RIO DE JANEIRO (CBSNewYork/AP) — Ryan Lochte was tired of sitting around his room in the Olympic athletes’ village and watching his U.S. teammates in the pool.
He was raring to get racing.
MORE: Medal Count
Lochte competed for the first time in the Rio Games on Tuesday, anchoring the Americans’ 4×200-meter freestyle relay in the preliminary heats. Clark Smith, Jack Conger and Gunnar Bentz joined Lochte to get the U.S. into the final with the second fastest time of 7 minutes, 6.74 seconds.
Britain’s quartet of Stephen Milne, Robbie Renwick, Dan Wallace and Duncan Scott had the top time of 7:06.31.
The Russians are a medal threat for the night final, qualifying third in 7:06.81.
Besides the relay, Lochte’s only other event in Rio is the 200 individual medley, where he and teammate Michael Phelps resume their longtime rivalry.
“It was rough because I love racing,” he said of waiting until Day Four of competition. “Sitting back in my room and just watching finals, I was like, ‘Man, I can’t wait until it’s my time.’ Now it’s ours and I think we’re just going to keep the ball rolling from what we’ve done the last two days.”
In Lochte’s absence, the Americans have won 15 medals, including four golds.
“Everything they did, especially last night, really got me going,” he said. “We were definitely pumped up for this morning.”
The biggest surprise of the preliminaries was Daniel Gyurta’s failure to advance in the 200 breaststroke. He won’t defend his Olympic title from four years ago after finishing 17th. He fell two-hundredths of a second short of a spot in the semifinals. The top qualifier was Anton Chupkov of Russia in 2:07.93. His teammate, Ilya Khomenko, also advanced as did Americans Kevin Cordes and Josh Prenot.
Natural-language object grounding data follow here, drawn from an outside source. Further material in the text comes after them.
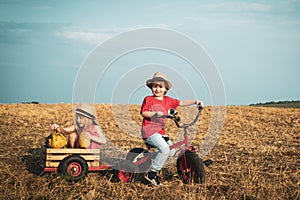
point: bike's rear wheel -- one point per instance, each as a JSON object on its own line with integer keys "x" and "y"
{"x": 125, "y": 171}
{"x": 136, "y": 154}
{"x": 190, "y": 168}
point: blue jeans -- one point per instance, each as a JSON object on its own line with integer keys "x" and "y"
{"x": 164, "y": 151}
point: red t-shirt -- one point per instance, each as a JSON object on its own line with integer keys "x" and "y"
{"x": 156, "y": 125}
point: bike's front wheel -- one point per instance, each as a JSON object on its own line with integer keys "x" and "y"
{"x": 190, "y": 168}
American Nathan Adrian has some work to do in the 100 freestyle. The defending Olympic champion grabbed the 16th and last qualifying spot for the semifinals with a time of 48.58 seconds. He was 0.68 seconds behind top qualifier Kyle Chalmers of Australia, who was timed in 47.90.
“I just didn’t know it was going to be that close,” Adrian said. “I’m impressed how far the world has come. That was certainly safe four years ago. Just got to be that much more sharp through all the heats, semis and finals these days.”
The other American, Caeleb Dressel, was second fastest in 47.91. Also moving into the semis was Santo Condorelli of Canada and Vladimir Morozov, one of the Russian swimmers initially banned from the Rio Games.
In the women’s 200 butterfly, Mireia Belmonte Garcia of Spain was the fastest qualifier in 2:06.64. She earned bronze in the 400 IM last weekend.
U.S. teammates Hali Flickinger and Cammile Adams tied for the second-fastest time of 2:06.67 while swimming in different heats.